Answering Questions You Just Don’t Have the Answer To
It’s not the future that is scary to us, it’s the thought of having it all planned out, or at least trying to plan it out.
You know when people ask you questions regarding what you may or may not want in your future? They are specifically asking the future you. The future you probably has a firm grasp on what it is you want or don’t want. But the present you has no idea.
When friends or family members, or even friends of family members ask you if you want kids, that right there is a futuristic question, and a loaded one at that.
“I just don’t know” has become my respond to many futuristic questions. “Do you want kids?” becomes a more acceptable conversation question than,“How would you like to live your life?”
I’m present me, present me has no idea yet. Yet being the operative word. The quick and short “I just don’t know” is not a well-developed answer for many family friends and older generations (grandma, great aunts, regular aunts, whoever).

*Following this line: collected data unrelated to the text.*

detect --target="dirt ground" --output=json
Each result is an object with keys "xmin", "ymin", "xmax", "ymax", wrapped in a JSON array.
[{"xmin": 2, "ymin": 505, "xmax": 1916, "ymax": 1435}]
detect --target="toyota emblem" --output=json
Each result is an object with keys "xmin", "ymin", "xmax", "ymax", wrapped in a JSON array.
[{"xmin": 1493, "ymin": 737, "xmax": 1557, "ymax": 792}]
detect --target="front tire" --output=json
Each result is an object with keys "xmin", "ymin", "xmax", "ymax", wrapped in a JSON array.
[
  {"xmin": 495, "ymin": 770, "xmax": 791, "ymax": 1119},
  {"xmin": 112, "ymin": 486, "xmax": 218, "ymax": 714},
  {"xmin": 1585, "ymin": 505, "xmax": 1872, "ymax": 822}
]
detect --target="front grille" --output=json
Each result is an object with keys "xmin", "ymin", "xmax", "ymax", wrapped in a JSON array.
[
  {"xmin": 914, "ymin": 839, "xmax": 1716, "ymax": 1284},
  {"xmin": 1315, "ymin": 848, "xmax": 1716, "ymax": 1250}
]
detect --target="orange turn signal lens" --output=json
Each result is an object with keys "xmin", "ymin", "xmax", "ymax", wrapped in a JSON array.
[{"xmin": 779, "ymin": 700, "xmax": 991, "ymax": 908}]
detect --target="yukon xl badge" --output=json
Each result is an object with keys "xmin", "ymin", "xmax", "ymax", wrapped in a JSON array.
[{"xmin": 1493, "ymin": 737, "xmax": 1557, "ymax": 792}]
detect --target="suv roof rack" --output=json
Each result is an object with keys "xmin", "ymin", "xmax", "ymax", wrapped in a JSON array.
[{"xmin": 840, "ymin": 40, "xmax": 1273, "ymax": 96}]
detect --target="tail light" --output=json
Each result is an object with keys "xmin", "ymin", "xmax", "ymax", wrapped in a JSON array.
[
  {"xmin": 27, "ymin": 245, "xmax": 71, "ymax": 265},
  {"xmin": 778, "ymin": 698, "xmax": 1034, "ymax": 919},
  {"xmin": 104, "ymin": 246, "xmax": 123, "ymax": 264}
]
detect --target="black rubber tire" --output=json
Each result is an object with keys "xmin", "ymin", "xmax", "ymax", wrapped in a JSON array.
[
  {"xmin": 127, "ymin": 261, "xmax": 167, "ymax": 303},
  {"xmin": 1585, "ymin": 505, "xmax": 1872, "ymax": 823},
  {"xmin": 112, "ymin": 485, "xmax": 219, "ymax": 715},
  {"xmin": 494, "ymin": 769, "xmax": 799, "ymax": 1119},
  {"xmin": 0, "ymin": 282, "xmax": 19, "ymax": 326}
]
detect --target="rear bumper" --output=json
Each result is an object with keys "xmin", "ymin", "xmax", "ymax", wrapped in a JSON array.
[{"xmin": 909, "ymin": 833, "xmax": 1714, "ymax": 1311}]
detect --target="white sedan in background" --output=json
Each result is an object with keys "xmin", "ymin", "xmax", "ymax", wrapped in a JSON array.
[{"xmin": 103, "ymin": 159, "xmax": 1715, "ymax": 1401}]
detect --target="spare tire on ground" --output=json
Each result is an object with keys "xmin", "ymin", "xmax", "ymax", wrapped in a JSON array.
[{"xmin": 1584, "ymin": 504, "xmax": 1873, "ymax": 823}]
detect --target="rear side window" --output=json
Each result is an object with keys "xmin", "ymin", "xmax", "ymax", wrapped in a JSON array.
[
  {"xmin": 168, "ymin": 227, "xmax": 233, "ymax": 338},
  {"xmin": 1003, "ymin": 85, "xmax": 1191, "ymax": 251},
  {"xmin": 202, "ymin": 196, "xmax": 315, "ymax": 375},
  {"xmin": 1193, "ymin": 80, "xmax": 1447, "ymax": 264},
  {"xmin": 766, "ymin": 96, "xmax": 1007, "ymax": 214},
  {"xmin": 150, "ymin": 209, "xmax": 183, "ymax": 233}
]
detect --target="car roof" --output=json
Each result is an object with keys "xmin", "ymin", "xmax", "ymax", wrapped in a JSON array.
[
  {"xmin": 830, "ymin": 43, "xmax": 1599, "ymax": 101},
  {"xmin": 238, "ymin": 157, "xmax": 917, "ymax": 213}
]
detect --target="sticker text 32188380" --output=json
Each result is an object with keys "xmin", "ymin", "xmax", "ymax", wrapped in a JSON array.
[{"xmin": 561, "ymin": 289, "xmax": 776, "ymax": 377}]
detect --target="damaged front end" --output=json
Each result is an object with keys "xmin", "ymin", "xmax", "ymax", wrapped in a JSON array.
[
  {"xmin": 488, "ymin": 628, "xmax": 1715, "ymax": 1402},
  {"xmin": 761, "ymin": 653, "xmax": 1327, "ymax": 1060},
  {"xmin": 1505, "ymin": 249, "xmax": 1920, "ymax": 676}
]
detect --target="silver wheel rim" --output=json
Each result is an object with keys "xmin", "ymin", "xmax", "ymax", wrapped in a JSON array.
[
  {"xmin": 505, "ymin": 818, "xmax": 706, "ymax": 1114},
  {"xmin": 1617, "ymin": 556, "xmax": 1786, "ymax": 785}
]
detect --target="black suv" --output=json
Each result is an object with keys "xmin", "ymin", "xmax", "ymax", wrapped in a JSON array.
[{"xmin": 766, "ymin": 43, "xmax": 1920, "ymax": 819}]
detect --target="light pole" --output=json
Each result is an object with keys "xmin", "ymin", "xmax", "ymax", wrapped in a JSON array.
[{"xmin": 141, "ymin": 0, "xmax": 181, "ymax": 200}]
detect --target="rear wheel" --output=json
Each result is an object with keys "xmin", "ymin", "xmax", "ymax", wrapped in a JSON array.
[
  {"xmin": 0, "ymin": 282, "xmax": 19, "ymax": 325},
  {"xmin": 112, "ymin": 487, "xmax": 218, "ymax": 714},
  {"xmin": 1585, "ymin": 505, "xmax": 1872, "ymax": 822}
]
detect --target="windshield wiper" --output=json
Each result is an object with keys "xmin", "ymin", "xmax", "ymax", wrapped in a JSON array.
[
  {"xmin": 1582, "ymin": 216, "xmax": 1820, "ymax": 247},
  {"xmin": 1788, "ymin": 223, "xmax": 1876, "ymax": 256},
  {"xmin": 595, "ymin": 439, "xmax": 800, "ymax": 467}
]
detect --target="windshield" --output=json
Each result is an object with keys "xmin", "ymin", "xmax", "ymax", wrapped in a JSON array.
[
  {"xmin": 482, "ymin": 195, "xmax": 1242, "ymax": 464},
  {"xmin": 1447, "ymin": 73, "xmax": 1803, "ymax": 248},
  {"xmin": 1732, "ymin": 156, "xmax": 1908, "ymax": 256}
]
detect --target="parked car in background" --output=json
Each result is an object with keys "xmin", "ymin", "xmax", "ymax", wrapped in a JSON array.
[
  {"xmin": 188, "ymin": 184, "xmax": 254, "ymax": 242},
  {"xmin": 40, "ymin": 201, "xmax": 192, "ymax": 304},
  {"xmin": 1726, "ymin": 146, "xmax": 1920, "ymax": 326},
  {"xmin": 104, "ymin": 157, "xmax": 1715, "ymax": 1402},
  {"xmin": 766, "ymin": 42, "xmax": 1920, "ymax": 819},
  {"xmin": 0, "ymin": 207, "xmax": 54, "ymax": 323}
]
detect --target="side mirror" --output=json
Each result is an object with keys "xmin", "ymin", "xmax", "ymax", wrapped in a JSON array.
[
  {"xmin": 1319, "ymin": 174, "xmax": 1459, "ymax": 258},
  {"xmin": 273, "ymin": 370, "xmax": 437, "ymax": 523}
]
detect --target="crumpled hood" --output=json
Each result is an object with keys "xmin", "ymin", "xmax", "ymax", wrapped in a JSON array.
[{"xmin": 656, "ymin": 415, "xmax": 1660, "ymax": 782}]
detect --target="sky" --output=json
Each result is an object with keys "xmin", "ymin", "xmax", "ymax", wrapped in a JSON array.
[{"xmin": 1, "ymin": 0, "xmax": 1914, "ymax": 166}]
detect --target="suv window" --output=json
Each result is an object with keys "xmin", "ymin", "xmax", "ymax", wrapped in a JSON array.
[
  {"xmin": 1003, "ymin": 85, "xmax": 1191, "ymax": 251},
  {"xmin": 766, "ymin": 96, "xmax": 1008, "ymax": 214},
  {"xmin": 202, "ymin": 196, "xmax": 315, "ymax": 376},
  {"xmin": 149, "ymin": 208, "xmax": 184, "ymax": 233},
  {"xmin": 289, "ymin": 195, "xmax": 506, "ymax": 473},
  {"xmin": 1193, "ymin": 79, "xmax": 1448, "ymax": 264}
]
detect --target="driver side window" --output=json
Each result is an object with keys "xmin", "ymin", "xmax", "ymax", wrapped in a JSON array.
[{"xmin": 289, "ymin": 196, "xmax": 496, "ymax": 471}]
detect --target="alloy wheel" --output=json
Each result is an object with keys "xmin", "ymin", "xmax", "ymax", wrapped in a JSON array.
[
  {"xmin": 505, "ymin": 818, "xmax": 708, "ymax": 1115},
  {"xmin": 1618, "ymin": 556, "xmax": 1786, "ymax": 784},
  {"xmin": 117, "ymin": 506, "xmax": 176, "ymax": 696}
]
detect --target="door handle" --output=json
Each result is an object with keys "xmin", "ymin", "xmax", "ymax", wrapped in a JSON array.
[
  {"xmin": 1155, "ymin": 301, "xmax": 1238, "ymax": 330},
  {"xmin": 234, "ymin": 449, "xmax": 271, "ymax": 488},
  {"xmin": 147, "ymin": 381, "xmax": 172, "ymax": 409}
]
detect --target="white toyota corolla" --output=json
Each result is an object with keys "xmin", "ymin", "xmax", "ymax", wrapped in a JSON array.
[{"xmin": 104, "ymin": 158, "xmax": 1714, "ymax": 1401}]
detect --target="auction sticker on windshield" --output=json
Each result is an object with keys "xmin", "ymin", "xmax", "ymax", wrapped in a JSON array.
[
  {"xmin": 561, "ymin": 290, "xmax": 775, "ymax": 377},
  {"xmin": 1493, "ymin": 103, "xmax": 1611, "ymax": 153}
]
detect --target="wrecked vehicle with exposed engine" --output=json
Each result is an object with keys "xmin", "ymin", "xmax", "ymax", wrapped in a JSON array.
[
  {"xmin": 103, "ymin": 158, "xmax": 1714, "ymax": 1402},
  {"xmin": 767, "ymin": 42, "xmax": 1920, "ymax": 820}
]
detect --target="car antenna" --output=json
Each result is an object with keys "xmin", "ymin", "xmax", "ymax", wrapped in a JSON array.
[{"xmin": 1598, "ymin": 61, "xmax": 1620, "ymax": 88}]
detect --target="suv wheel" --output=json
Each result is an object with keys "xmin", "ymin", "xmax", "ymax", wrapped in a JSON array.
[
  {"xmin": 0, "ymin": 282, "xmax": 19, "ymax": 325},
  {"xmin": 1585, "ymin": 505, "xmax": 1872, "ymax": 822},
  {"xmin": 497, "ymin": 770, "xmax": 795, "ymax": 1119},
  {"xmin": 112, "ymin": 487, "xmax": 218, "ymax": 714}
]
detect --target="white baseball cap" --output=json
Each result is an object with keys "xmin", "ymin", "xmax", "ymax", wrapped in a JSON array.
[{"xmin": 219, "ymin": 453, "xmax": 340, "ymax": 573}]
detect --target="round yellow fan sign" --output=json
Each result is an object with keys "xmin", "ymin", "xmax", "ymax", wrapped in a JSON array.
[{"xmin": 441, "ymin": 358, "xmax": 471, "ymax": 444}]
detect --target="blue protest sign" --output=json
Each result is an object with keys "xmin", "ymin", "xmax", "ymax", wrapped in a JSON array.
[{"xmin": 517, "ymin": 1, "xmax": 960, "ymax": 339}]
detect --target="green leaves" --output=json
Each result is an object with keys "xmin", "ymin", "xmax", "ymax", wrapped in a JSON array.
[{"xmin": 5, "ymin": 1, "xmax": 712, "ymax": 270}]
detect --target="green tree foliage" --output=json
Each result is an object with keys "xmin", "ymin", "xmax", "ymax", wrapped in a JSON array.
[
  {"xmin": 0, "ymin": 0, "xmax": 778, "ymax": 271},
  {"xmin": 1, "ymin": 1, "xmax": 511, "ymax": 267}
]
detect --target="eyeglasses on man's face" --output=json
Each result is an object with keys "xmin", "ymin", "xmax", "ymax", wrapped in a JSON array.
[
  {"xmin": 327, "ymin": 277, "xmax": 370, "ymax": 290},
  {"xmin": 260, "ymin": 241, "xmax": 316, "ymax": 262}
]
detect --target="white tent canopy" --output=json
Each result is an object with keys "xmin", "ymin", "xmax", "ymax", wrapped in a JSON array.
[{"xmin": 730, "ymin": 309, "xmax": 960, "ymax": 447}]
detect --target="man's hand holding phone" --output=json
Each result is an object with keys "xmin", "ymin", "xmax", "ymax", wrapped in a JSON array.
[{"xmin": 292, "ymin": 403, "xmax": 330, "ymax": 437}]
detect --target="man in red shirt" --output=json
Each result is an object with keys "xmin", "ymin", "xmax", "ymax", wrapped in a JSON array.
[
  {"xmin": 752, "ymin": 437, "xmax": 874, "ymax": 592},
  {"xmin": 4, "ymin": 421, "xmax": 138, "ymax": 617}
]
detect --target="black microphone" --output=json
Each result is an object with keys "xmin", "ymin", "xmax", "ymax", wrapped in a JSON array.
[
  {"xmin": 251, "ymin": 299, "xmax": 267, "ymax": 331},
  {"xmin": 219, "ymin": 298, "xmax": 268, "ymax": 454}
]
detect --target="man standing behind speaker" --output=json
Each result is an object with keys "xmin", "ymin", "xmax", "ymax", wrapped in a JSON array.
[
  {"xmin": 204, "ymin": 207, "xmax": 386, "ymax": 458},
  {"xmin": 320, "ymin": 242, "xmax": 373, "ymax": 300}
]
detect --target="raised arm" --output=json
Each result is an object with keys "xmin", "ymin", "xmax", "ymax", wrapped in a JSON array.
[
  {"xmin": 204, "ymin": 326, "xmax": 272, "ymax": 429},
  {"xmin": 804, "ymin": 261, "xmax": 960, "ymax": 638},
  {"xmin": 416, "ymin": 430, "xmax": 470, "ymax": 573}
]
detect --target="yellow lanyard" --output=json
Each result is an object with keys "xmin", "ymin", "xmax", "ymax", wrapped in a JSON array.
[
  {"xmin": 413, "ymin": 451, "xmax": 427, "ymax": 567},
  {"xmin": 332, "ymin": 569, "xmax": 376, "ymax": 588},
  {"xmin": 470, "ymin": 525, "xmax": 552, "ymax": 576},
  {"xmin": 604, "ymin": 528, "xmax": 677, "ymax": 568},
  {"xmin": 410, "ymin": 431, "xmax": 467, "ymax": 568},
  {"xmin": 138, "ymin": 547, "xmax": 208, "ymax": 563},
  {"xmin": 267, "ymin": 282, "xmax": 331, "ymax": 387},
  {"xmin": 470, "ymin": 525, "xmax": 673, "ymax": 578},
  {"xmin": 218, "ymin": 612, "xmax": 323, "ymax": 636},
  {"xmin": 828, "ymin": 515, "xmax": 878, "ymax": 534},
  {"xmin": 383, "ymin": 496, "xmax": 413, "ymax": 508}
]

Do I want kids? I’m sure in some distant universe I do, someplace that feels really close to me, yet also when I factor in the whole no-gravity space thing, I think, mmm maybe not so close. I want them and I cannot wait to meet them. Maybe. Who knows. But do I want them at three in the morning on a Monday when I have barely slept through the night in the past few years or at all since having them? I’m not so sure. I’m not so sure because I am not future me. I am present. Maybe it is the simplicity of asking someone if they plan to have kids that stresses me out. To say “I don’t know” is not to say “no” but it is not to say “Yes”, either. It just means “I just don’t know.” I don’t know the future plans for myself nor do I want to create a world where I have it all planned out. I know myself and my personal goals but as far as other beings – beings being those teeny tiny humans that take a full nine months to cook up and bake to perfection inside of me, I am not sure because I don’t know what will happen. It is not to say I don’t want kids, it’s just I don’t know what my cards will be, simply because they haven’t been dealt yet. I don’t know if I’ll get a king of spades, or a nine of diamonds, or a joker of hearts. But let’s hope no one gets a joker of hearts.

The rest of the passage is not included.